Intercettazioni non autorizzate, conversazioni pubblicate impunemente dai media, sul Fatto di oggi si allude persino a un possibile «golpe» che coinvolge la magistratura brasiliana. La svolta garantista del giornale di Marco Travaglio riguarda l’accusa di corruzione a Ignacio Lula da Silva, ex presidente del Brasile, un “inquisito” che evidentemente riscuote le simpatie dei giornalisti e dei lettori del quotidiano più giustizialista d’Italia.
UNO SCUDO PER LULA. Dopo aver pubblicato intercettazioni a raffica su qualsiasi inchiesta italiana degli anni recenti e aver difeso sempre e comunque la magistratura, il Fatto si schiera per la prima volta a favore di un ex governante indagato, Lula, accusato dalla magistratura brasiliana di corruzione.
Lula è ritornato popolare sui media mondiali dopo la pubblicazione di un’intercettazione fra lui e Dilma Rousseff, nel quale l’attuale presidente del Brasile offriva al predecessore un incarico di ministro, utile per evitargli il processo.
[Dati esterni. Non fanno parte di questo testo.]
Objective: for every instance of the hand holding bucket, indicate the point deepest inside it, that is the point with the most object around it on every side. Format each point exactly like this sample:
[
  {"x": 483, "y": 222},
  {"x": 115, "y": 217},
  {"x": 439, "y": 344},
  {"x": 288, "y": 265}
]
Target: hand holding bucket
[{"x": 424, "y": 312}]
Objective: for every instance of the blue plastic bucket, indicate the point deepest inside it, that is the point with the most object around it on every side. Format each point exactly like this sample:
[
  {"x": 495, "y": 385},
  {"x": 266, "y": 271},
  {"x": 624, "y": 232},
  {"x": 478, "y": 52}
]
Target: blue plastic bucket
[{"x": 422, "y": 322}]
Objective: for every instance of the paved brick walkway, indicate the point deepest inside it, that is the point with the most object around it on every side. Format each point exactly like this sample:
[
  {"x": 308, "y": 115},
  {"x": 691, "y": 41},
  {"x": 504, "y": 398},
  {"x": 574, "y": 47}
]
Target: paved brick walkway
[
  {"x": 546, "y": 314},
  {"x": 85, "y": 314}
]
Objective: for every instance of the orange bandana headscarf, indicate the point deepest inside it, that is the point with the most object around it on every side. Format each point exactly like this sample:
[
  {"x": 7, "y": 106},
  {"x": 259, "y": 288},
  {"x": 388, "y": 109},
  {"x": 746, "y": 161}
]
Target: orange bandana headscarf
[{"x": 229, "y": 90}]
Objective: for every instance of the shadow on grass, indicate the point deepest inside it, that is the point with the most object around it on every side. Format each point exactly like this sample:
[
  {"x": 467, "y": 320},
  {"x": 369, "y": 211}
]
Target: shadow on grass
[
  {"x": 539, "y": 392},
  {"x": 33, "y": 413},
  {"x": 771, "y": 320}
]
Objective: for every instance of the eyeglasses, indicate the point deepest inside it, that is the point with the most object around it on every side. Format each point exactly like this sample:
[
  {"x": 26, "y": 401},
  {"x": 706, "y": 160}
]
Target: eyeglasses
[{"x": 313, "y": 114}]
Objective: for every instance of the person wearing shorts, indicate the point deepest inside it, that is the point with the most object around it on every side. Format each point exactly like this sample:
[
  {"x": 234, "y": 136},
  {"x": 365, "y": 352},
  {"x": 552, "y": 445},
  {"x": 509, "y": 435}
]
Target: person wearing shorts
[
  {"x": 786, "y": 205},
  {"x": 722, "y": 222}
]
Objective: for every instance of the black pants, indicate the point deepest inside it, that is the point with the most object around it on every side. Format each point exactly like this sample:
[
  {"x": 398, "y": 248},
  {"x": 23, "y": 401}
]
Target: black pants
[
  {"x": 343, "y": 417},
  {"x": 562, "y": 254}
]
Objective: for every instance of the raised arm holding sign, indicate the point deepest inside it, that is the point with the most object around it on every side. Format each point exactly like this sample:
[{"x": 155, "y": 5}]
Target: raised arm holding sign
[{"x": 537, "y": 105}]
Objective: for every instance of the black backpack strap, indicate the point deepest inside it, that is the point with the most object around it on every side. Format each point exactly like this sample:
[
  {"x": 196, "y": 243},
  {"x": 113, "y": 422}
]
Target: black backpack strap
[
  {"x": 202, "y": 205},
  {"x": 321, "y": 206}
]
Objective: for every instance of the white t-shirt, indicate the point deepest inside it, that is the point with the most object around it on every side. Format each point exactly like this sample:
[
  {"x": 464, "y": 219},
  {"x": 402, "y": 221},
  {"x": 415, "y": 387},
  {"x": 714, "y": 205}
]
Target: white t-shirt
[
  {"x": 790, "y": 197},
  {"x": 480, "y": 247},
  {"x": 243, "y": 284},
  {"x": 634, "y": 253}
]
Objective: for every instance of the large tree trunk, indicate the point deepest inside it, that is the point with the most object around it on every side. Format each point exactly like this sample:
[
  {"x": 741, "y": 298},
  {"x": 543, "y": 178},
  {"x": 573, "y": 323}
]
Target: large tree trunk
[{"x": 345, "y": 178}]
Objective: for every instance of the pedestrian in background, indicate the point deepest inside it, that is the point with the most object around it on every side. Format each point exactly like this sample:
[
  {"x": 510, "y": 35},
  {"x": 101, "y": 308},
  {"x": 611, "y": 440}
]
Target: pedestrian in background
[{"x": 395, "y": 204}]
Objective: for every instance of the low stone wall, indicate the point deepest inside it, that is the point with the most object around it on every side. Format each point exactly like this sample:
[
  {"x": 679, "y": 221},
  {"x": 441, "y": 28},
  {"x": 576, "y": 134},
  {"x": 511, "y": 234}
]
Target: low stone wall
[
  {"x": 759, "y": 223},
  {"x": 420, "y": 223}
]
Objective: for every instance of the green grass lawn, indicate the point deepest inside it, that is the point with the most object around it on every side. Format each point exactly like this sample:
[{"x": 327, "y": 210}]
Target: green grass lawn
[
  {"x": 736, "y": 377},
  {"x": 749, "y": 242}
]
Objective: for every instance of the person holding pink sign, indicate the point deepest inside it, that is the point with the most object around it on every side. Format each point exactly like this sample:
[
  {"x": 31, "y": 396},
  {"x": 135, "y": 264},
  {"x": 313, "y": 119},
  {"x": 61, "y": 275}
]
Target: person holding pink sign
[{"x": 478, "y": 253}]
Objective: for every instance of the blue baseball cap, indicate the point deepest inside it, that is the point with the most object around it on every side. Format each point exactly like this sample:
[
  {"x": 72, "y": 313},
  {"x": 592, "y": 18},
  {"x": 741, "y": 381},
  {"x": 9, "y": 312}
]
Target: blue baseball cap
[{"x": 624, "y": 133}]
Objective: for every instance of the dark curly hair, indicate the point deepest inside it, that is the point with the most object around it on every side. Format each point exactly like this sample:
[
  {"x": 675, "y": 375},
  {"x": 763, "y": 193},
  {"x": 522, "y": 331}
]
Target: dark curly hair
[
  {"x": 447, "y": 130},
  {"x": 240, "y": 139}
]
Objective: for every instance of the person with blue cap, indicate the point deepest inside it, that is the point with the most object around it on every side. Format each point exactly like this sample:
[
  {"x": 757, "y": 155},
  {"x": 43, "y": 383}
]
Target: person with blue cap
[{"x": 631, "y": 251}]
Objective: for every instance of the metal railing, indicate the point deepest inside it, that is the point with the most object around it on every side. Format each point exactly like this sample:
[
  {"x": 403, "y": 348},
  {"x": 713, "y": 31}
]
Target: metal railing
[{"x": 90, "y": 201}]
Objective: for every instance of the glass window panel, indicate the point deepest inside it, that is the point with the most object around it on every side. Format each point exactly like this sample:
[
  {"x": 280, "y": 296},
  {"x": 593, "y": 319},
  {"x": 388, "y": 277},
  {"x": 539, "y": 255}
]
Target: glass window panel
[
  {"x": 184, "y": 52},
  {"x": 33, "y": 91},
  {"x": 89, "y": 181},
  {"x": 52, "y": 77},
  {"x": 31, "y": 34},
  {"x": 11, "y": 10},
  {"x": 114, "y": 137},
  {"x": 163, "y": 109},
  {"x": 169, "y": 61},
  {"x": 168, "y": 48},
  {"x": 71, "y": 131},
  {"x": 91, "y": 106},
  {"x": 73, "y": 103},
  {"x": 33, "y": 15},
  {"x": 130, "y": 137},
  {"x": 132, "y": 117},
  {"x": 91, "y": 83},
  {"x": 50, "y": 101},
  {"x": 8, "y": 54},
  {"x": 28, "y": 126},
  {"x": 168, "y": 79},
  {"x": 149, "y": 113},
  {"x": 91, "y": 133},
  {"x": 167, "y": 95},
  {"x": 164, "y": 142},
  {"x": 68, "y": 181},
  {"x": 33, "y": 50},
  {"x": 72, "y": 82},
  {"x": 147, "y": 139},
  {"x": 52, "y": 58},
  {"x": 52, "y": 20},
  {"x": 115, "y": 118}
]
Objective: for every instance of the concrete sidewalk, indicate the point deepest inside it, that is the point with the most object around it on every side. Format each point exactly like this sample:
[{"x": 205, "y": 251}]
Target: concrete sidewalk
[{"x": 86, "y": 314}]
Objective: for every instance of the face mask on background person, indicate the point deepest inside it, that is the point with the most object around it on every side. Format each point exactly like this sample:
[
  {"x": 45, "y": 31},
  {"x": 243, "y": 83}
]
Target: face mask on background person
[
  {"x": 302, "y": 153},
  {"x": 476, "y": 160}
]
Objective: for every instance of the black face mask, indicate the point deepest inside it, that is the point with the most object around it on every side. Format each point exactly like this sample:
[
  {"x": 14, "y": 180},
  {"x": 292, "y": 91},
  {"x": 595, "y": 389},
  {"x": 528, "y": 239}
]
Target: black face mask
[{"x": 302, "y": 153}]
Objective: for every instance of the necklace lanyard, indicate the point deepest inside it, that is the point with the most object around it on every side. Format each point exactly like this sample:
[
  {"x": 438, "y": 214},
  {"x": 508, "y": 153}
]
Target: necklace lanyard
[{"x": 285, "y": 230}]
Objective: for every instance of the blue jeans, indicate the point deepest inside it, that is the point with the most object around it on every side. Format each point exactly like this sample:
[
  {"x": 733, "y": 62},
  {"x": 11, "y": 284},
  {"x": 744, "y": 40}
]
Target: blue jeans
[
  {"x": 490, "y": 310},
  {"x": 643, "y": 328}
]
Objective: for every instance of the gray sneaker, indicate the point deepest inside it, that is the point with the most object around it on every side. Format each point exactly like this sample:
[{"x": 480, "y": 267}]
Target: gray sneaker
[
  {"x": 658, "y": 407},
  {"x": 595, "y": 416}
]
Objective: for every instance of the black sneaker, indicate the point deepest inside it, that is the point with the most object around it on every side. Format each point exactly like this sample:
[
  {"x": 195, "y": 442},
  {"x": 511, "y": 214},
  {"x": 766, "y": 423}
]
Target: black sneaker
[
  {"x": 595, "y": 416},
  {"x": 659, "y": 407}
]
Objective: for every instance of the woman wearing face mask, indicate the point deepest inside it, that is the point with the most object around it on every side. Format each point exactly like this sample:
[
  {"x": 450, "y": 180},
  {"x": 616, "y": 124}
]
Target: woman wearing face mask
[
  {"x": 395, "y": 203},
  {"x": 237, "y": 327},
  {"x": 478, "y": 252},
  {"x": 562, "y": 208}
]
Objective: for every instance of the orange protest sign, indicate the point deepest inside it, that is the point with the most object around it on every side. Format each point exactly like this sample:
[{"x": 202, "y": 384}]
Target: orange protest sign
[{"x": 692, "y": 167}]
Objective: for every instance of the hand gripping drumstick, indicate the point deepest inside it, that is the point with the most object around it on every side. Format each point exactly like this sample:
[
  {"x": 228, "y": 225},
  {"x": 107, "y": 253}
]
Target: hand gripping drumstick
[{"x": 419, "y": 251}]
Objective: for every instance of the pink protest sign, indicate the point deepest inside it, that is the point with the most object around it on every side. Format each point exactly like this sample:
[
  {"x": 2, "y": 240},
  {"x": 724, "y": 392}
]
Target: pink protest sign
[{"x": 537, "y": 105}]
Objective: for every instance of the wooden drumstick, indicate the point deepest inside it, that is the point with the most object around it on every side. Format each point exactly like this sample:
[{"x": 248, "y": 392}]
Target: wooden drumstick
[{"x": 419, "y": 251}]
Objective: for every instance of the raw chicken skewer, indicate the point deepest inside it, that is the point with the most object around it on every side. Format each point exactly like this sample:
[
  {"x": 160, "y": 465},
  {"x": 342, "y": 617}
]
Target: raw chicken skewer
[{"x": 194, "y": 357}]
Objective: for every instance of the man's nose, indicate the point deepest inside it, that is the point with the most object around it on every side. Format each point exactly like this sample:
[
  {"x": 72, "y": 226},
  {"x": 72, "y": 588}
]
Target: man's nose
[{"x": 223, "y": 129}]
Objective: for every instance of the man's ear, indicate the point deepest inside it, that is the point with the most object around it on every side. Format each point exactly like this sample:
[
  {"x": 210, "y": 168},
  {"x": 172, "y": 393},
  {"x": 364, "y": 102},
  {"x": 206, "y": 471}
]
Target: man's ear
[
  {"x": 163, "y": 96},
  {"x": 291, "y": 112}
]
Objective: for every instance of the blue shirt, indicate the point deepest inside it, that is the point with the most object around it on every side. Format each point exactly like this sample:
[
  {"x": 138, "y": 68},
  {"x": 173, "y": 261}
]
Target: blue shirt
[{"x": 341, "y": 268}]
Chi si aspettava una tagliente invettiva di Travaglio sulla ricerca di impunità dei potenti, è rimasto non poco scioccato.
Al posto di insorgere contro il “vergognoso scudo” offerto dalla Rousseff a Lula, per «difendersi dal processo e non nel processo», il Fatto denuncia il gioco sporco del magistrato Sergio Moro, il quale «senza avvisare minimamente in nuovo ministro della Giustizia», «non solo» ha intercettato «i dialoghi riservati» fra Rousseff e l’ex presidente Lula, «ma ha persino distribuito le registrazioni alla stampa e ai media televisivi» fra cui media «sempre favorevoli all’opposizione al partito di governo».
LE INTERCETTAZIONI FANNO MALE. Anche Giuliano Ferrara, sul Foglio, difende (con più coerenza del giornale di Travaglio) Lula, «icona mondiale di sinistra». «In Italia per vent’anni abbiamo chiacchierato in girotondo di conflitti di interessi e di giustizia ad personam e di uso delle istituzioni per fare scudo ai politici ladri», che ha raggiunto il suo apice con i governi di Silvio Berlusconi. Ora, scrive Ferrara, «c’è lo specchio di sinistra, planetario o mondiale, applicato ai companeros brasiliani, ai rappresentanti dei lavoratori-elettori di Rio e di San Paolo, del conflitto politico e istituzionale tra un ceto togato e la classe politica eletta».
Quale che sia l’esito, la vicenda giudiziaria non servirà a risollevare l’economia o il rating dei titoli di Stato del Brasile (classificati come spazzatura dalle agenzie internazionale), di cui anche le politiche di Lula e della sua compagna di partito Rousseff sono concausa. Dall’altra parte, la vicenda brasiliana ha il merito di aver fatto riflettere il Fatto sulla dannosità dell’uso mediatico delle intercettazioni, che, scrive il giornale di Travaglio, «contribuiscono ad arroventare il clima non solo nel Parlamento, ma ormai anche per le strade».